A poignant theme of this third novel in the Choestoe series is that of unity. Jeb’s family and nearly all of the settlers in the valley honor and respect the Cherokee who inhabited this area long before the settlers arrived. This beautiful, symbiotic-style relationship benefits both the settlers and the Native Americans. Jeb repeatedly praises the wisdom of trusting each other and working together. From plowing fields to hunting game, the Collins family and Dancing Bear’s clan work seamlessly, easily with each other. Under the age-old adage, “treat folks how you want to be treated,” Jeb understands that what he does, what he says will be returned to him tenfold, and though his mountain home is changing with the white man’s greed, he would never make an enemy of a people so much better equipped and knowledgeable than his own. His trust is implicit and unquestioning, and with that, comes the need to protect and love each other. Again and again, the idea of caring for and looking out for your family (both blood and chosen) prevails. In each episode Jeb describes, first and foremost is the idea of responsibility for each other. It is never an every-man-for-himself scenario. Their hearts beat as one; their minds think as one. When any neighbor needs help, neither the settlers nor their Cherokee brethren forsake those needs, chasing down murderous outlaws and helping free slaves. It isn’t just Jeb’s family who shows this amazing generosity of spirit, though. Throughout the valley, families return in kind the goodness shown to them. Mrs. England, for example, takes in orphaned children, even those with disabilities and special needs. Every family gives; every family receives. Each of them is willing to fight for and die for this place they’ve worked together to make a true home. The settlers not only want to fight for their way of life, but also for the ancient ways of their Cherokee neighbors, who are being treated more and more cruelly each day with the coming of gold seekers as well as the US government. This is the kind of community just about every person wishes could exist, and for the brief but precious time described in the novel, it does. 

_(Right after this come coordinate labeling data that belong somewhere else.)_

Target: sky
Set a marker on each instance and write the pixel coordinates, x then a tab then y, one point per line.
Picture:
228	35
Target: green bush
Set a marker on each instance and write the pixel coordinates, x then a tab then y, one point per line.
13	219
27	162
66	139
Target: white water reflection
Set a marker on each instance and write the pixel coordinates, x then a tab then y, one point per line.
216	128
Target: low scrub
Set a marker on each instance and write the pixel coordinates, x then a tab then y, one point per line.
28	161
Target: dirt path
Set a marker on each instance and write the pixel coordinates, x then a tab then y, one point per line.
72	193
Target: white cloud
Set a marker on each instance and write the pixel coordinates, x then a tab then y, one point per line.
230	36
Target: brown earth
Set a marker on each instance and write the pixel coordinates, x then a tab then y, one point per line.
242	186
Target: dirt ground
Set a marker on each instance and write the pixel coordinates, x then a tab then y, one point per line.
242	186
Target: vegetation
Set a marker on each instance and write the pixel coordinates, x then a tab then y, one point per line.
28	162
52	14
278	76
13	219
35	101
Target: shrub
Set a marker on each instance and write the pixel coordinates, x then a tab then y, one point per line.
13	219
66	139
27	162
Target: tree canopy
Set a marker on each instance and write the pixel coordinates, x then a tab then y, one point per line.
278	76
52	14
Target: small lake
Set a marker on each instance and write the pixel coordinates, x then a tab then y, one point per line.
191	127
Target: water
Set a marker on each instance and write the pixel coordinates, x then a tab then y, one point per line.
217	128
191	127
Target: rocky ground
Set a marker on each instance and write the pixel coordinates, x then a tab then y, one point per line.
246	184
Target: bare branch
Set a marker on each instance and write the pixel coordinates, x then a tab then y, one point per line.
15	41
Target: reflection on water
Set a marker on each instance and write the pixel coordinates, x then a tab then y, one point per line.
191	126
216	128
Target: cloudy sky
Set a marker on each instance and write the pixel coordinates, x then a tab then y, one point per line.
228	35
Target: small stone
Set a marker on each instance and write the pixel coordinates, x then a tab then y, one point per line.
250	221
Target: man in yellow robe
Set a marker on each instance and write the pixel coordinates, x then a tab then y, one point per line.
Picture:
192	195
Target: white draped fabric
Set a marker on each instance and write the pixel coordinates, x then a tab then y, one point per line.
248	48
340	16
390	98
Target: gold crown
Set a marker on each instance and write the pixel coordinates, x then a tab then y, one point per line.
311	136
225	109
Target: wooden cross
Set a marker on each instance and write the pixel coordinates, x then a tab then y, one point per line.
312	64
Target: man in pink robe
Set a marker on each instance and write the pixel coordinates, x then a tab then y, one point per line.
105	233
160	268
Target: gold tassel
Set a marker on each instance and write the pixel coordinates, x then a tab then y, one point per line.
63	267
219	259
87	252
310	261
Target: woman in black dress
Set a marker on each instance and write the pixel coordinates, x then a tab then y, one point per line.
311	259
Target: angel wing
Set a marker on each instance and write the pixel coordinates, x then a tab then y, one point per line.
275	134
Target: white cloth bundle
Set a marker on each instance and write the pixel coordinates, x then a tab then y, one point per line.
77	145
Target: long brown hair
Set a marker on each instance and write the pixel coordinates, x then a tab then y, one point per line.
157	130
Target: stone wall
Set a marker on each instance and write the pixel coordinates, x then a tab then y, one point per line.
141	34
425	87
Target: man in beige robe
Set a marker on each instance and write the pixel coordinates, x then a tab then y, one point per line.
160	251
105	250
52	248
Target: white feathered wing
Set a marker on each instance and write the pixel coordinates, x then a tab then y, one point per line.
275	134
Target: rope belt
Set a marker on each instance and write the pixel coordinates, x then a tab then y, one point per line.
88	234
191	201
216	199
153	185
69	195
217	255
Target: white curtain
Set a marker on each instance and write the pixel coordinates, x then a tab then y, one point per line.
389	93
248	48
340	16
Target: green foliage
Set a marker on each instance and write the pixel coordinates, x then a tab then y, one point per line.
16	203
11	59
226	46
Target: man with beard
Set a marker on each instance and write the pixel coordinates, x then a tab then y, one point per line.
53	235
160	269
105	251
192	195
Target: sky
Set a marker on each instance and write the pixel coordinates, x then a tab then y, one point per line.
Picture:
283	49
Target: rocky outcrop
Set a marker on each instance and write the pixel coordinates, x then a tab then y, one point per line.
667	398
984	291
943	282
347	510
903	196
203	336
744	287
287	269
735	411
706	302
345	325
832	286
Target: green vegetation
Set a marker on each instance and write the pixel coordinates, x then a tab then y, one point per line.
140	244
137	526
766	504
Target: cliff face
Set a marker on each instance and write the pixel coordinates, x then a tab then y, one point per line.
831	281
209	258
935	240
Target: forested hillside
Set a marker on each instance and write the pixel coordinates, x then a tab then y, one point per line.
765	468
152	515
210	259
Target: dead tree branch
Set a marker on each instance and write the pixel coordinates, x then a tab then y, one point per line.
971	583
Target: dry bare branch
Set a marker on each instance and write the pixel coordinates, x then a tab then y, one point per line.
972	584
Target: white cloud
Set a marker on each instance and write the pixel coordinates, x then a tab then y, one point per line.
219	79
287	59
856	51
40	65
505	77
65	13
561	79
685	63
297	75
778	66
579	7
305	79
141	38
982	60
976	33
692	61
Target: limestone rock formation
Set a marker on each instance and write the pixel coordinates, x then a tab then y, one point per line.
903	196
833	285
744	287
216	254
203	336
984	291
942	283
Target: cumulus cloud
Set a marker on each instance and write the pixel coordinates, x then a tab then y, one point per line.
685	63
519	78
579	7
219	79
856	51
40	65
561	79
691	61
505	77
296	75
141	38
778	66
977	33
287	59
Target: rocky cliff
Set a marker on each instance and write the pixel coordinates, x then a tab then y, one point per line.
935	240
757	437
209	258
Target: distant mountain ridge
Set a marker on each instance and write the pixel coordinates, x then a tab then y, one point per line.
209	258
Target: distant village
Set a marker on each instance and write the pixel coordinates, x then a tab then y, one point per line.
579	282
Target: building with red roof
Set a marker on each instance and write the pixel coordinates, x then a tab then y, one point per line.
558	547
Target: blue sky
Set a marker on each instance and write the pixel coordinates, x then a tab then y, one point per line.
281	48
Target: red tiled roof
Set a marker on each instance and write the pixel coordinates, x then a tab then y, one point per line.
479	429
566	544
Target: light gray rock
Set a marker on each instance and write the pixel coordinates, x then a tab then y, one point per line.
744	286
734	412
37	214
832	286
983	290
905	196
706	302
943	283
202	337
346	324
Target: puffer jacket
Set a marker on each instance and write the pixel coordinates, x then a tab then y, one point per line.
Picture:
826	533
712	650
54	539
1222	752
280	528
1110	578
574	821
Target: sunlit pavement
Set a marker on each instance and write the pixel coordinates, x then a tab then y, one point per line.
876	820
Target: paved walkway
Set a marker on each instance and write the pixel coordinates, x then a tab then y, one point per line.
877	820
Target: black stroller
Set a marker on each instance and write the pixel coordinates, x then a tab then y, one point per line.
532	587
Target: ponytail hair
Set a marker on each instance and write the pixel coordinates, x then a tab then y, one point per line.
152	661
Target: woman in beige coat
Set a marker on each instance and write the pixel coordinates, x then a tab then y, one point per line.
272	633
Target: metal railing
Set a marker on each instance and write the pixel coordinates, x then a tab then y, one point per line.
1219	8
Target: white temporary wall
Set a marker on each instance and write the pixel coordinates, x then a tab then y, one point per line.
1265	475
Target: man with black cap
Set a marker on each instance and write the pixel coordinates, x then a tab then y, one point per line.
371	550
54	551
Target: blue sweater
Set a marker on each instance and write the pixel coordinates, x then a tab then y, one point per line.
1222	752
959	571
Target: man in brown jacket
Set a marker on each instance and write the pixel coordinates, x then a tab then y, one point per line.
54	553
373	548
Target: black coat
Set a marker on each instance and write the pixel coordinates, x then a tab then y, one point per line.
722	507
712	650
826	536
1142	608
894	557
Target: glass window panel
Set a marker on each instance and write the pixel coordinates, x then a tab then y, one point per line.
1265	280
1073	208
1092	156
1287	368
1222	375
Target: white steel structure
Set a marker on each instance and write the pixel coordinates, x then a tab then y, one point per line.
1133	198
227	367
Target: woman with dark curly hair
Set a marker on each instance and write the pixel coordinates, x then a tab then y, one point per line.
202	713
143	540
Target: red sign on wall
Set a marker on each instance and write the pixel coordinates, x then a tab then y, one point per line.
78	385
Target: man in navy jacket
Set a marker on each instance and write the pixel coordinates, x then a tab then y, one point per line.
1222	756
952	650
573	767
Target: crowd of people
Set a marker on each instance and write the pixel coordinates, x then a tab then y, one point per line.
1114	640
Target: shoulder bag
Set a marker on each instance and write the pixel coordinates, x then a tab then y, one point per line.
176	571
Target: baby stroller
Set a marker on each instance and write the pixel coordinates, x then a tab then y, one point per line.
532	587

Another prevalent idea is the value of spiritualism. The plot is an interesting mixture of Cherokee and Christian beliefs, with a deep respect for each. Jeb’s faith often brings him comfort and strength, and many times, the Cherokee turn to pray for direction and guidance on huge decisions. Jeb knows that the Holy Spirit has brought him and his family to the valley and continues to bless and guide them. Though he fears evil when he literally comes face-to-face with it, he knows the Great Creator protects him and finds solace in the idea that no evil can hurt someone who is protected by the Peace of Jesus. All of the Cherokee warriors repeatedly assure Jeb, whose Cherokee name is Spirit Filled One, that he should trust in and heed the voice of the Spirit that comes to him, and that very faith not only saves him and George Black Oak, Wolf’s blood uncle, but also shows them some much-needed information that ends an emotional struggle of another important character. This faith shines through in Jeb’s loving nature and brings light to all those around him.

This review was written for Chanticleer Reviews.